Stock Span Problem Using Stack in DSA C - Time & Space Complexity
We want to understand how the time needed to solve the stock span problem changes as the number of days grows.
Specifically, how does the algorithm handle many stock prices efficiently?
Analyze the time complexity of the following code snippet.
void calculateSpan(int prices[], int n, int span[]) {
int stack[n];
int top = -1;
for (int i = 0; i < n; i++) {
while (top >= 0 && prices[stack[top]] < prices[i]) {
top--;
}
span[i] = (top == -1) ? (i + 1) : (i - stack[top]);
stack[++top] = i;
}
}
This code calculates the stock span for each day using a stack to track previous higher prices.
- Primary operation: The for-loop runs once for each day.
- Inside the loop: The while-loop pops from the stack while the current price is higher.

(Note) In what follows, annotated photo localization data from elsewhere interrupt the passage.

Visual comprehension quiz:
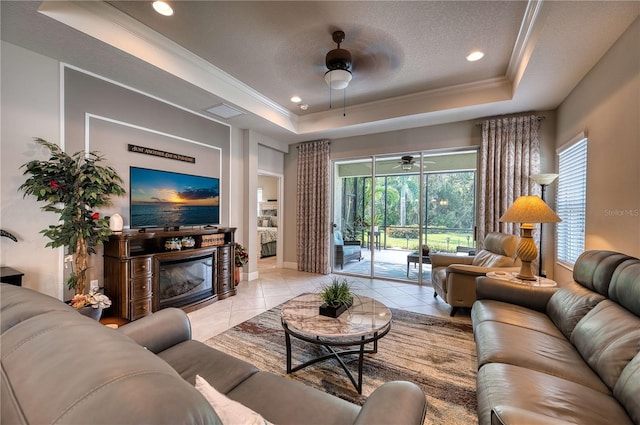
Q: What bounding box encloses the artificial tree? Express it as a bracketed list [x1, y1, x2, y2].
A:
[19, 138, 125, 295]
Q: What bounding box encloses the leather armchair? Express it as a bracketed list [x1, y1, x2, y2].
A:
[334, 230, 362, 269]
[430, 232, 520, 316]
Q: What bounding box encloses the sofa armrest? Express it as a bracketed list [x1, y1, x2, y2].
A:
[118, 307, 192, 353]
[476, 277, 557, 313]
[430, 253, 474, 268]
[446, 264, 518, 277]
[353, 381, 426, 425]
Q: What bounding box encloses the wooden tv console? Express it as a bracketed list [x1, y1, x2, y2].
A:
[103, 228, 236, 321]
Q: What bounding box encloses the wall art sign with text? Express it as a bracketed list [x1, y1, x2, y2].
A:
[128, 144, 195, 163]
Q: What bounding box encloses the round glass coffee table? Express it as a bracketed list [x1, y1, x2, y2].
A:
[280, 293, 392, 394]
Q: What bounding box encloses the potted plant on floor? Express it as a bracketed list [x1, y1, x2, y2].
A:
[69, 286, 112, 320]
[319, 277, 354, 318]
[18, 138, 126, 296]
[234, 242, 249, 284]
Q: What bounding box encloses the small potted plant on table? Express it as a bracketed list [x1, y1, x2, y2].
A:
[319, 277, 354, 318]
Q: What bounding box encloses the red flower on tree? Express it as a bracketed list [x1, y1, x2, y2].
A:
[50, 180, 60, 188]
[91, 212, 99, 220]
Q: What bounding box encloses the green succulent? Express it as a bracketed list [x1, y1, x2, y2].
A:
[320, 277, 354, 308]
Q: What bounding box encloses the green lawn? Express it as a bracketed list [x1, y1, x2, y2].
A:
[379, 231, 474, 253]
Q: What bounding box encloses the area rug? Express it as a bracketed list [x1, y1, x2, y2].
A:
[204, 306, 478, 425]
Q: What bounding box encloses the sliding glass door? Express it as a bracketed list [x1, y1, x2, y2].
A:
[332, 150, 477, 285]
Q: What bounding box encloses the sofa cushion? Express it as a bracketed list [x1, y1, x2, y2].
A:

- How many times: Each element is pushed and popped at most once, so total stack operations are at most 2n.
As the number of days increases, each price is processed once and compared with previous prices using the stack.
| Input Size (n) | Approx. Operations |
|---|---|
| 10 | About 20 stack operations |
| 100 | About 200 stack operations |
| 1000 | About 2000 stack operations |
Pattern observation: The total operations grow roughly in a straight line with input size.
Time Complexity: O(n)
This means the time to calculate spans grows directly with the number of days, making it efficient for large inputs.
[X] Wrong: "The inner while-loop runs n times for each day, so the complexity is O(n²)."
[OK] Correct: Each price is pushed and popped only once, so total inner loop operations add up to n, not n times n.
Understanding this problem shows you can use stacks to solve real-world challenges efficiently, a skill valued in many coding tasks.
"What if we used a simple nested loop without a stack? How would the time complexity change?"